While she was reordering another batch of her self published book, a family friend was urging Frederick Warne & Co. to reconsider. They reached out and made her an offer. But she would have to color all her photos.
Almost a year after she self published, the first publisher run came out.
The first print run was 8,000 copies in October 1902. 12,000 more were printed in November, and another 8,220 copies in December. Peter Rabbit was in such demand the book had to be reprinted six times the first year alone.
Beatrix was stunned by the success of Peter Rabbit.
A year later, in 1903, she made a Peter Rabbit doll. It was the first fictional character to be made into a patented stuffed toy, making him the oldest licensed character.
“The public must be fond of rabbits! What an appalling quantity of Peter!” — Beatrix Potter (source)
An unexpected heroine…
From the sales of her books she purchased the now famous Hill Top Farm and finally moved out of her parent’s home in her mid-40s. She started learning to be a farmer and became active in nature conservation.

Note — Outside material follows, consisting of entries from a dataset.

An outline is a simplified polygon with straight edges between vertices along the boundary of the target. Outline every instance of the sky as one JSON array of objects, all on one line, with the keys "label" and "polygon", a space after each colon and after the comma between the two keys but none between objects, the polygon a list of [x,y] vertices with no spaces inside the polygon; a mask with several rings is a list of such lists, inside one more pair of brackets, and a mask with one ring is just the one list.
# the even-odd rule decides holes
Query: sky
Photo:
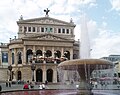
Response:
[{"label": "sky", "polygon": [[0,3],[0,42],[17,36],[16,21],[49,16],[76,24],[75,40],[80,39],[81,16],[87,18],[92,58],[120,55],[120,0],[2,0]]}]

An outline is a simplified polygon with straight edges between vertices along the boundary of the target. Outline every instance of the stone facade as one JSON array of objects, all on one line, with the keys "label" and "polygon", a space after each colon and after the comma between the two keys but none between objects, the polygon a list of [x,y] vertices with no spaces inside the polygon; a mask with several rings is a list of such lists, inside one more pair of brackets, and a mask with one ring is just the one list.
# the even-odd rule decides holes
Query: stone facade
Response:
[{"label": "stone facade", "polygon": [[[0,80],[24,80],[57,83],[57,65],[79,57],[79,42],[75,41],[75,24],[49,16],[17,21],[18,38],[1,43]],[[33,66],[33,67],[32,67]]]}]

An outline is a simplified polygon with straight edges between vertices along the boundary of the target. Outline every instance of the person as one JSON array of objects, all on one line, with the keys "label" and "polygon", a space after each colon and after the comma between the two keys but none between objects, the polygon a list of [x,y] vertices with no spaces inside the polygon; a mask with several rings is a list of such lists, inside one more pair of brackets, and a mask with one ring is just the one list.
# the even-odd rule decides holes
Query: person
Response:
[{"label": "person", "polygon": [[11,82],[9,82],[9,87],[11,87]]},{"label": "person", "polygon": [[41,84],[39,85],[39,89],[43,89]]},{"label": "person", "polygon": [[74,84],[73,80],[71,80],[71,84]]},{"label": "person", "polygon": [[24,86],[23,86],[23,89],[29,89],[29,84],[25,83]]},{"label": "person", "polygon": [[97,83],[97,81],[95,81],[95,82],[94,82],[95,88],[97,88],[97,85],[98,85],[98,83]]},{"label": "person", "polygon": [[34,85],[33,85],[32,82],[30,82],[30,88],[31,88],[31,89],[34,88]]},{"label": "person", "polygon": [[2,86],[0,85],[0,91],[2,91]]},{"label": "person", "polygon": [[76,88],[77,88],[77,89],[79,88],[79,85],[78,85],[78,84],[76,84]]},{"label": "person", "polygon": [[48,84],[48,81],[46,80],[46,81],[45,81],[45,85],[47,85],[47,84]]},{"label": "person", "polygon": [[6,80],[6,87],[8,87],[8,81]]},{"label": "person", "polygon": [[42,84],[42,89],[45,89],[45,84],[44,83]]}]

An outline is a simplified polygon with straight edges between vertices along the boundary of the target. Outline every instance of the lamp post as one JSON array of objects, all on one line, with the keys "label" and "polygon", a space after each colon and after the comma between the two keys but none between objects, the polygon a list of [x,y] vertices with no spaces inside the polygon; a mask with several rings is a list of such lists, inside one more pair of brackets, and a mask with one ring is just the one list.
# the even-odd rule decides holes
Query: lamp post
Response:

Some of her most popular work, including Tom Kitten, Jemima Puddle-Duck and Samuel Whiskers were written at Hill Top.
She faithfully wrote 2–3 books every year and they sold millions of copies.

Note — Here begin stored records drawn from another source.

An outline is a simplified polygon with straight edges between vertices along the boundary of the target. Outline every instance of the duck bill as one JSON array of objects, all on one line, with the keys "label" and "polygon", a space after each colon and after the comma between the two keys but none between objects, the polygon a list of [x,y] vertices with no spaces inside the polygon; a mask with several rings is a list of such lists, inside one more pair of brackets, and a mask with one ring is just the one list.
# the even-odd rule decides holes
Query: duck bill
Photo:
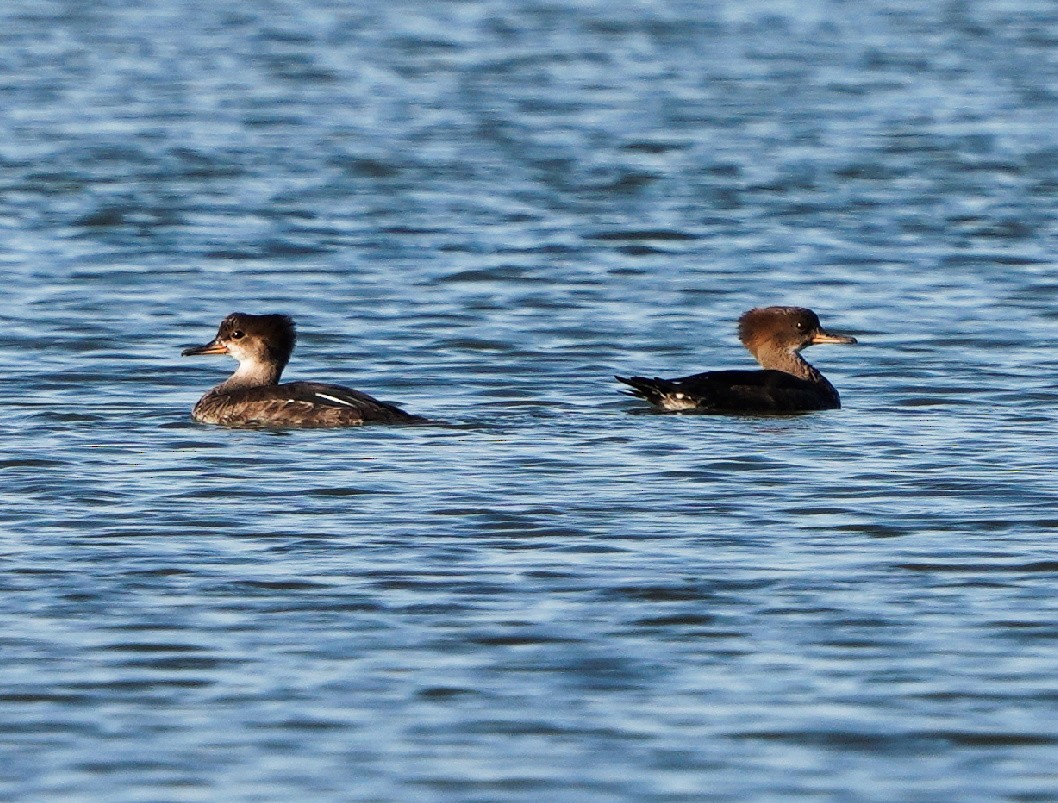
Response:
[{"label": "duck bill", "polygon": [[181,357],[199,357],[205,354],[227,354],[228,347],[216,340],[211,340],[204,346],[192,346],[180,352]]},{"label": "duck bill", "polygon": [[856,338],[849,335],[837,335],[833,332],[827,332],[823,329],[816,330],[816,333],[812,335],[812,345],[818,346],[822,343],[838,343],[841,345],[852,345],[856,342]]}]

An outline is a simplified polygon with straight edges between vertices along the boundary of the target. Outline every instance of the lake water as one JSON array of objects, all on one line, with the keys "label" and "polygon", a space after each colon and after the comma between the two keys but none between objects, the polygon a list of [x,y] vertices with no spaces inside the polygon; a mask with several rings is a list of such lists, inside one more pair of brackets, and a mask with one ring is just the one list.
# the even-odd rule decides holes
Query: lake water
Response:
[{"label": "lake water", "polygon": [[[1058,7],[9,0],[0,797],[1058,797]],[[794,417],[637,415],[860,345]],[[200,426],[234,310],[448,426]]]}]

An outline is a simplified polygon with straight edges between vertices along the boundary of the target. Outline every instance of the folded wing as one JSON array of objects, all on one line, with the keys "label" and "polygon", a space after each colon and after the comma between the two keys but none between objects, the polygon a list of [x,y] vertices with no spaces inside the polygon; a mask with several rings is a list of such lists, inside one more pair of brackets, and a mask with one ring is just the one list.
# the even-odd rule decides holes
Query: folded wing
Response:
[{"label": "folded wing", "polygon": [[[218,400],[220,401],[220,400]],[[226,420],[230,415],[231,419]],[[321,382],[243,389],[230,410],[221,402],[210,423],[242,426],[349,427],[359,424],[418,424],[425,418],[359,390]]]},{"label": "folded wing", "polygon": [[662,410],[793,413],[840,407],[836,394],[785,371],[706,371],[677,379],[616,377]]}]

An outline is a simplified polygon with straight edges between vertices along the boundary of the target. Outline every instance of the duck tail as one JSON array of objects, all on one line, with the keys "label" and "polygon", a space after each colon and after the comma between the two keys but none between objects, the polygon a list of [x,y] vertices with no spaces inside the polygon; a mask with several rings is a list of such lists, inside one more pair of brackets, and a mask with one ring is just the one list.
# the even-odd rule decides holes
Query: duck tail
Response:
[{"label": "duck tail", "polygon": [[665,398],[676,390],[671,382],[660,377],[648,379],[645,376],[615,376],[614,379],[632,388],[622,391],[626,395],[644,399],[659,407],[662,406]]}]

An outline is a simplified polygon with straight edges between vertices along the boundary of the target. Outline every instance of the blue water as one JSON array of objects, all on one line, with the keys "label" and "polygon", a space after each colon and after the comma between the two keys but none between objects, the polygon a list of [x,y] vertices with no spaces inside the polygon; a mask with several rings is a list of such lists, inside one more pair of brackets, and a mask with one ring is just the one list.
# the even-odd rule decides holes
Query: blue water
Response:
[{"label": "blue water", "polygon": [[[1058,8],[0,6],[0,797],[1058,797]],[[635,415],[816,309],[844,408]],[[191,422],[233,310],[448,426]]]}]

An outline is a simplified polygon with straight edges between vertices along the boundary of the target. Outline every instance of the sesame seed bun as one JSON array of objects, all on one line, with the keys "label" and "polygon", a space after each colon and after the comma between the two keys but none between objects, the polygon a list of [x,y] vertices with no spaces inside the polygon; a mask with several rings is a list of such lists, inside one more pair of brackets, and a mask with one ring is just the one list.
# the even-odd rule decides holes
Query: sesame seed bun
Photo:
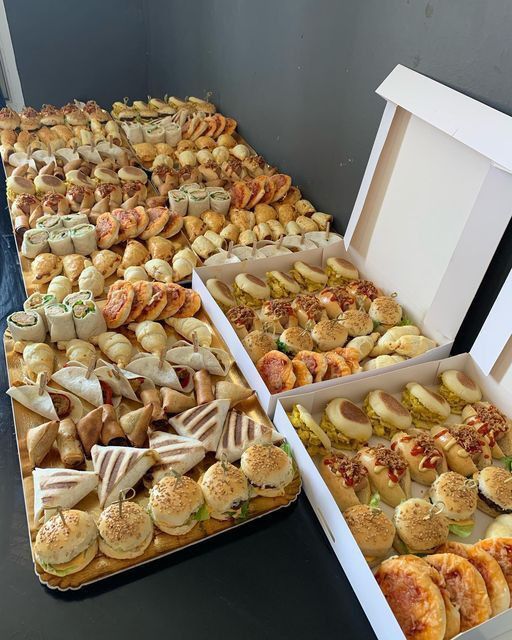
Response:
[{"label": "sesame seed bun", "polygon": [[336,276],[343,280],[359,279],[359,271],[348,260],[344,260],[343,258],[327,258],[326,264],[328,267],[331,267]]},{"label": "sesame seed bun", "polygon": [[339,322],[321,320],[313,327],[311,337],[320,351],[331,351],[345,344],[348,331]]},{"label": "sesame seed bun", "polygon": [[359,504],[344,511],[343,517],[370,566],[388,554],[395,526],[383,511]]},{"label": "sesame seed bun", "polygon": [[56,576],[80,571],[98,550],[98,530],[92,516],[77,509],[62,514],[66,524],[59,514],[52,516],[39,529],[34,543],[37,562]]},{"label": "sesame seed bun", "polygon": [[361,309],[349,309],[343,313],[341,324],[348,331],[351,338],[367,336],[373,331],[373,321],[370,316]]},{"label": "sesame seed bun", "polygon": [[180,536],[197,524],[192,518],[203,505],[200,486],[188,476],[165,476],[149,492],[149,515],[164,533]]},{"label": "sesame seed bun", "polygon": [[222,309],[231,309],[236,305],[234,295],[231,293],[231,289],[222,280],[217,278],[210,278],[206,281],[206,288],[212,294],[215,302]]},{"label": "sesame seed bun", "polygon": [[442,502],[443,515],[456,522],[470,520],[476,511],[476,487],[454,471],[438,476],[430,487],[429,496],[433,504]]},{"label": "sesame seed bun", "polygon": [[307,280],[311,280],[312,282],[321,285],[327,284],[327,276],[324,270],[320,267],[315,267],[311,264],[298,260],[297,262],[294,262],[293,268]]},{"label": "sesame seed bun", "polygon": [[148,175],[144,169],[139,167],[121,167],[117,172],[117,175],[124,181],[136,181],[146,184],[148,181]]},{"label": "sesame seed bun", "polygon": [[257,300],[266,300],[270,297],[267,283],[250,273],[239,273],[235,278],[235,283],[244,293],[248,293]]},{"label": "sesame seed bun", "polygon": [[480,387],[462,371],[455,371],[454,369],[443,371],[441,382],[449,391],[467,404],[478,402],[482,399]]},{"label": "sesame seed bun", "polygon": [[433,505],[421,498],[399,504],[393,516],[397,535],[411,553],[427,553],[446,542],[449,524],[443,515],[432,512]]},{"label": "sesame seed bun", "polygon": [[430,391],[418,382],[409,382],[406,385],[409,393],[418,400],[424,407],[432,413],[446,419],[450,415],[450,405],[448,402],[434,391]]},{"label": "sesame seed bun", "polygon": [[493,518],[512,513],[512,474],[502,467],[485,467],[478,473],[478,508]]},{"label": "sesame seed bun", "polygon": [[402,307],[394,298],[380,296],[371,303],[368,315],[374,322],[394,326],[402,319]]},{"label": "sesame seed bun", "polygon": [[290,456],[272,444],[247,448],[242,453],[240,468],[252,485],[252,493],[268,498],[284,495],[294,476]]},{"label": "sesame seed bun", "polygon": [[137,558],[153,539],[151,518],[135,502],[112,504],[102,511],[98,520],[100,551],[109,558]]},{"label": "sesame seed bun", "polygon": [[372,435],[372,423],[357,405],[344,398],[335,398],[325,407],[325,414],[338,431],[350,438],[366,442]]},{"label": "sesame seed bun", "polygon": [[199,480],[199,485],[210,516],[216,520],[236,517],[241,503],[249,499],[247,478],[230,463],[213,464]]},{"label": "sesame seed bun", "polygon": [[28,193],[30,195],[34,195],[36,192],[36,188],[32,180],[28,178],[23,178],[22,176],[11,176],[7,178],[7,196],[10,200],[14,200],[14,198],[20,194]]},{"label": "sesame seed bun", "polygon": [[300,285],[289,274],[283,271],[269,271],[267,277],[269,276],[277,280],[288,295],[300,293]]},{"label": "sesame seed bun", "polygon": [[311,351],[313,340],[311,335],[302,327],[289,327],[279,337],[279,343],[287,355],[296,355],[299,351]]},{"label": "sesame seed bun", "polygon": [[258,362],[266,353],[276,348],[275,338],[270,333],[259,330],[248,333],[242,344],[253,362]]},{"label": "sesame seed bun", "polygon": [[368,403],[379,418],[392,425],[396,429],[409,429],[412,425],[412,417],[409,411],[393,396],[381,389],[370,391]]}]

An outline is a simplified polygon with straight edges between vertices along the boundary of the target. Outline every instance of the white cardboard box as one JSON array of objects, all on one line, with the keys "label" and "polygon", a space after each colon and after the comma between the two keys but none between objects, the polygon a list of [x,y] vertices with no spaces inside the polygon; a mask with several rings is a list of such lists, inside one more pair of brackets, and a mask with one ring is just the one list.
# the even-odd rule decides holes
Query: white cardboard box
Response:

Slowly, she began losing her vision.
Her last few books used illustrations from her early journals because she couldn’t see well enough to illustrate them herself anymore. But she kept writing until she couldn’t. She’d written 30 books in total.
At age 77, she laid in her bed, unable to walk or see, battling heart disease and pneumonia and imagined walking on the land she loved so much.
When she slipped away, she bequeathed sixteen farms, her Herdwick sheep and over 4000 acres of land to Britain’s National Trust.
She is credited with saving a dying breed of sheep.
But even more so, she’d spent her entire fortune buying the most pristine land in Britain to keep it out of the hands of commercial developers. And then she gave it all away to the National Trust. So others could enjoy it as she had.
“Thank God I have the seeing eye, that is to say, as I lie in bed I can walk step by step on the fells and rough land seeing every stone and flower and patch of bog and cotton pass where my old legs will never take me again.” — Beatrix Potter
What a rich and fascinating story about a woman who knew what mattered to her and defined life on her own terms. Truly an inspiration.
I loved learning all this! Will send this story to my daughter, mother of a 3 year old yet to be introduced to Peter.